Large Hadron Collider set to unveil a new world of particle physics

Large Hadron Collide
The massive ATLAS detector dwarfs a worker standing in front of it during installation at the Large Hadron Collider. UCSC physicists have been working on the ATLAS project since 1994. Image courtesy of CERN.

( -- The field of particle physics is poised to enter unknown territory with the startup of a massive new accelerator--the Large Hadron Collider (LHC)--in Europe this summer. On September 10, LHC scientists will attempt to send the first beam of protons speeding around the accelerator.

The LHC will put hotly debated theories to the test as it generates a bonanza of new experimental data in the coming years. Potential breakthroughs include an explanation of what gives mass to fundamental particles and identification of the mysterious dark matter that makes up most of the mass in the universe. More exotic possibilities include evidence for new forces of nature or hidden extra dimensions of space and time.

"The LHC is a discovery machine. We don't know what we'll find," said Abraham Seiden, professor of physics and director of the Santa Cruz Institute for Particle Physics (SCIPP) at the University of California, Santa Cruz.

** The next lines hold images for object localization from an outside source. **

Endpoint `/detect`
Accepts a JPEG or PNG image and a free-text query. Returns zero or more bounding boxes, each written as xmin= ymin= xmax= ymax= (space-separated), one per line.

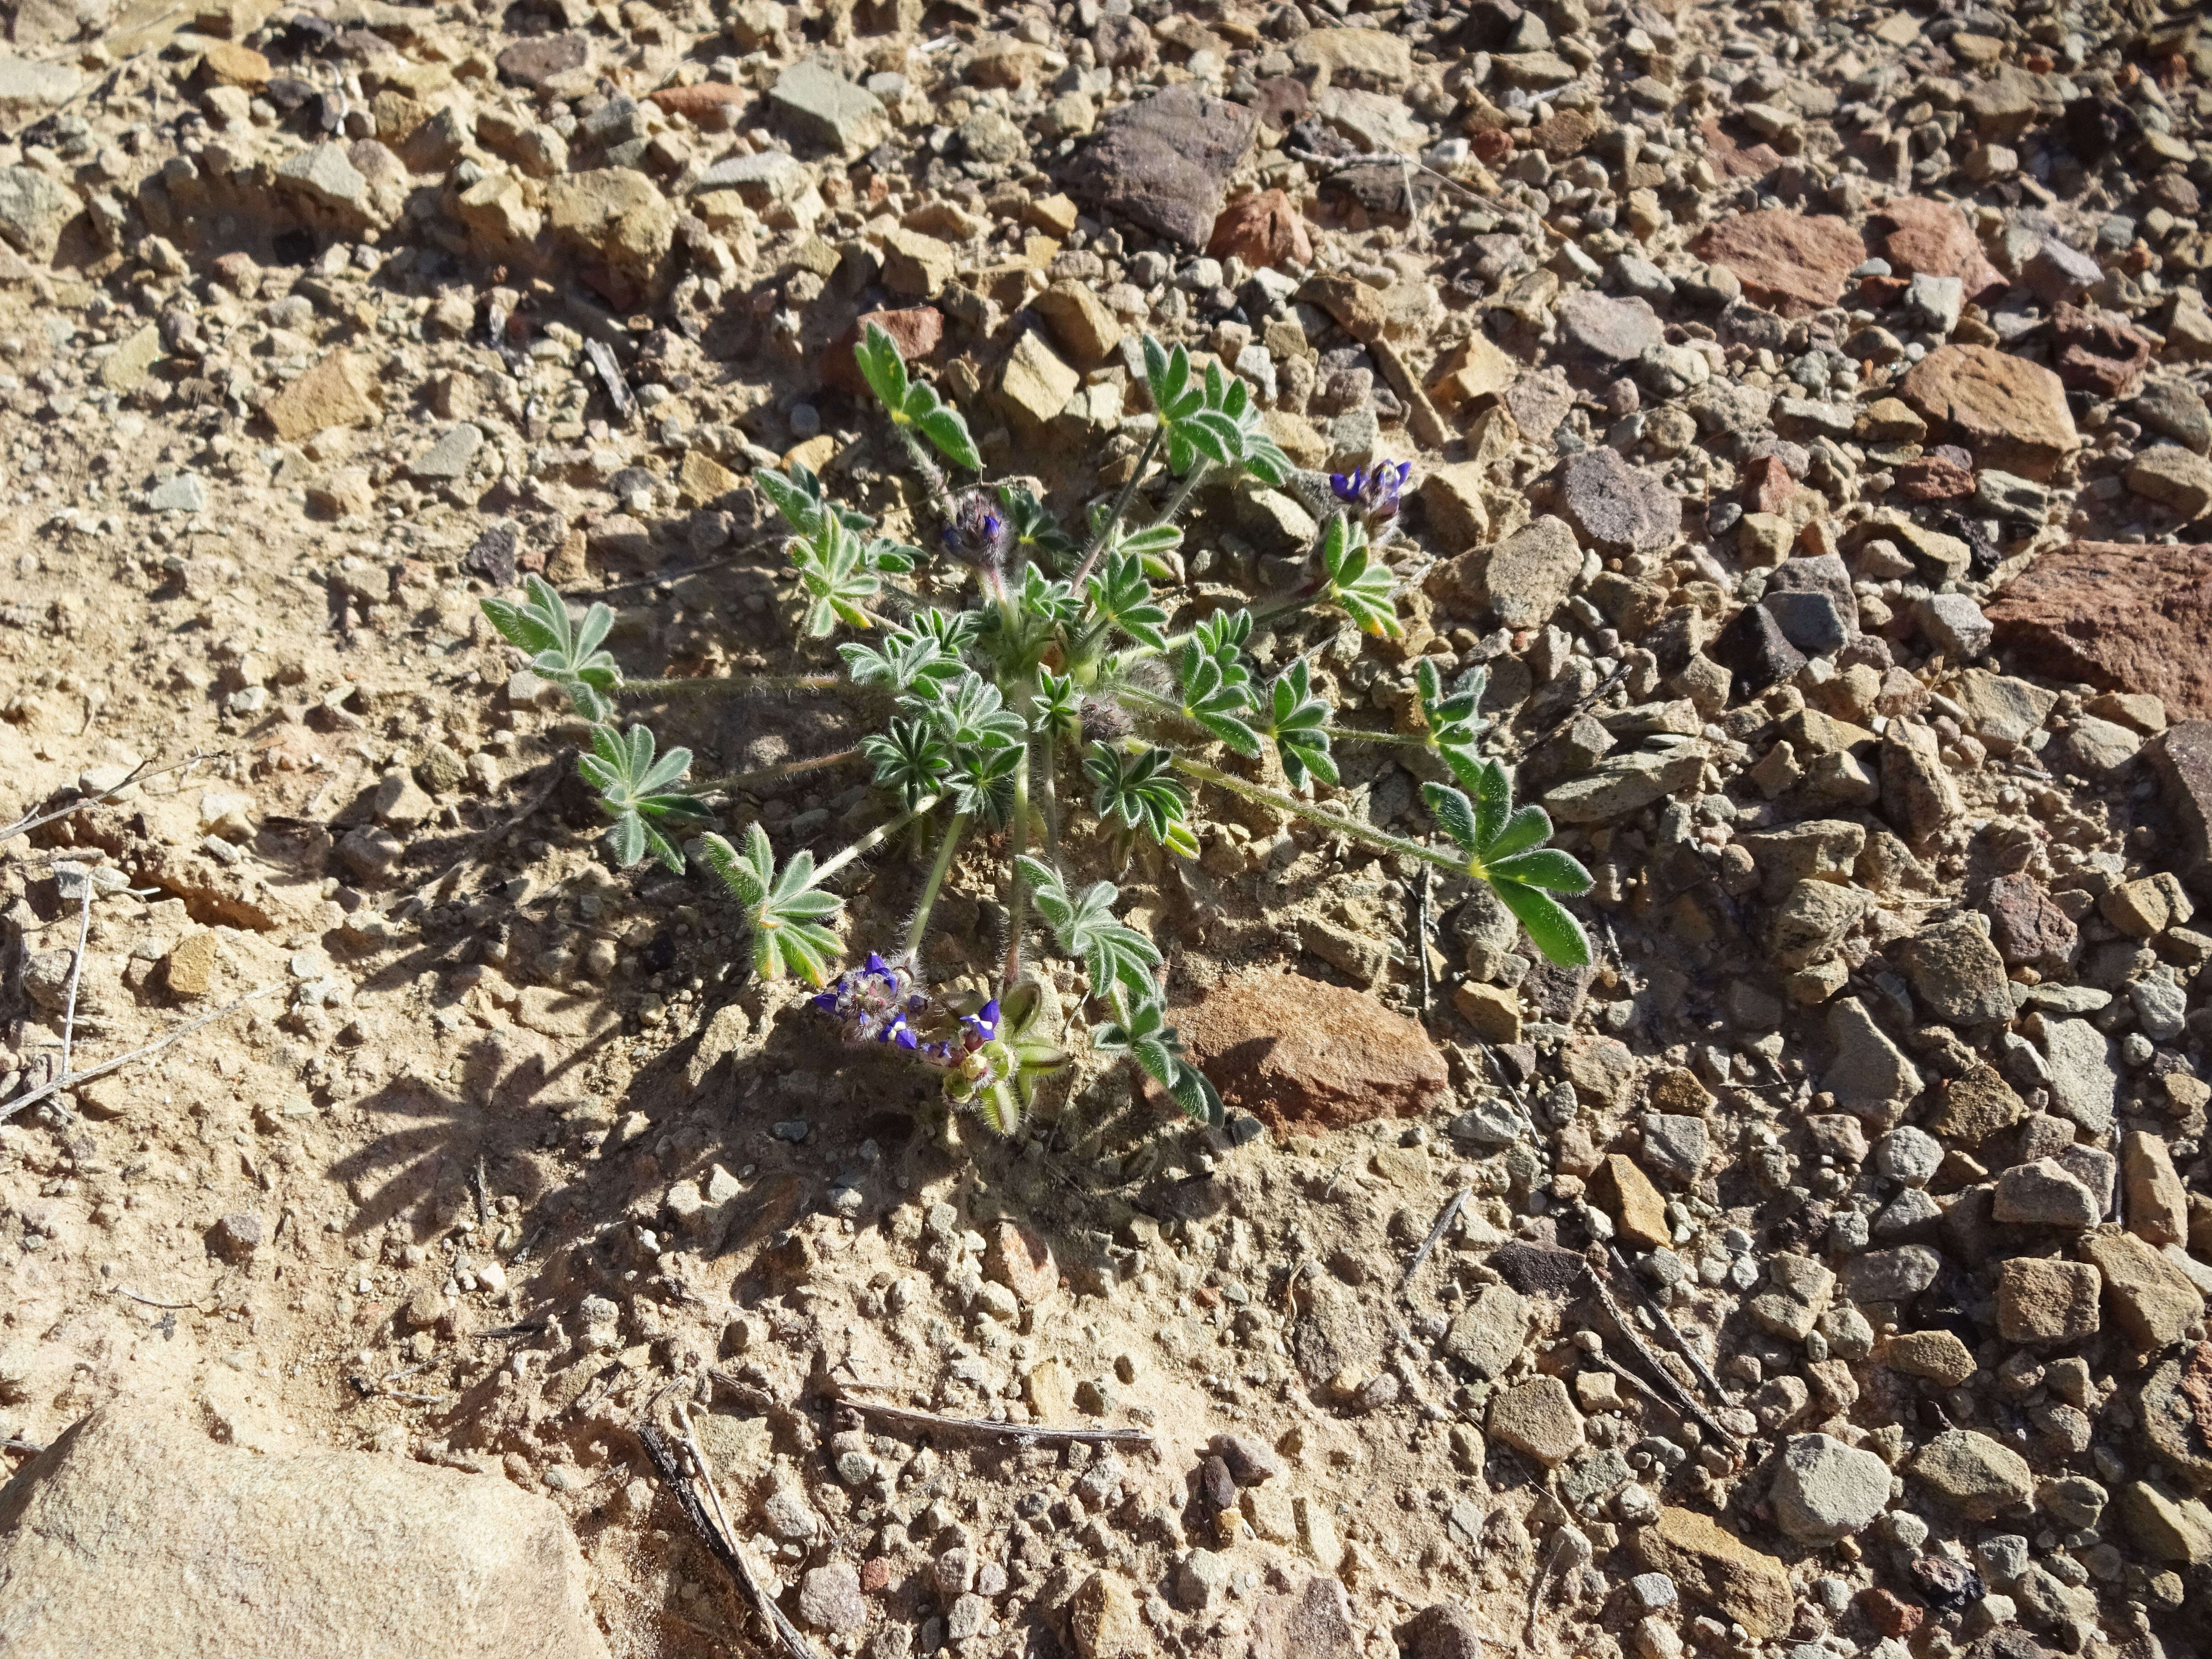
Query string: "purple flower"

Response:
xmin=1329 ymin=461 xmax=1411 ymax=523
xmin=941 ymin=490 xmax=1012 ymax=566
xmin=961 ymin=999 xmax=1001 ymax=1046
xmin=811 ymin=951 xmax=928 ymax=1049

SCIPP was among the initial group of institutions that spearheaded U.S. participation in the LHC. About half of the entire U.S. experimental particle-physics community has focused its energy on the ATLAS and CMS detectors, the largest of four detectors where experiments will be performed at the LHC. SCIPP researchers have been working on the ATLAS project since 1994. It is one of many international physics and astrophysics projects that have drawn on SCIPP's 20 years of experience developing sophisticated technology for tracking high-energy subatomic particles.

The scale of the LHC is gigantic in every respect--its physical size, the energies attained, the amount of data it will generate, and the size of the international collaboration involved in its planning, construction, and operation. In September, high-energy beams of protons will begin circulating around the LHC's 27-kilometer (16.8-mile) accelerator ring located 100 meters (328 feet) underground at CERN, the European particle physics lab based in Geneva, Switzerland. After a period of testing, the beams will cross paths inside the detectors and the first collisions will take place.

Even before the machine is ramped up to its maximum energy early next year, it will smash protons together with more energy than any previous collider. The debris from those collisions--showers of subatomic particles that the detectors will track and record--will yield results that could radically change our understanding of the physical world.

In a talk at the American Physical Society meeting earlier this year, Seiden gave an overview of the LHC research program, including a rough timeline for reaching certain milestones. One of the most highly anticipated milestones, for example, is detection of the Higgs boson, a hypothetical particle that would fill a major gap in the standard model of particle physics by endowing fundamental particles with mass. Detection of the Higgs boson is most likely to occur in 2010, Seiden said.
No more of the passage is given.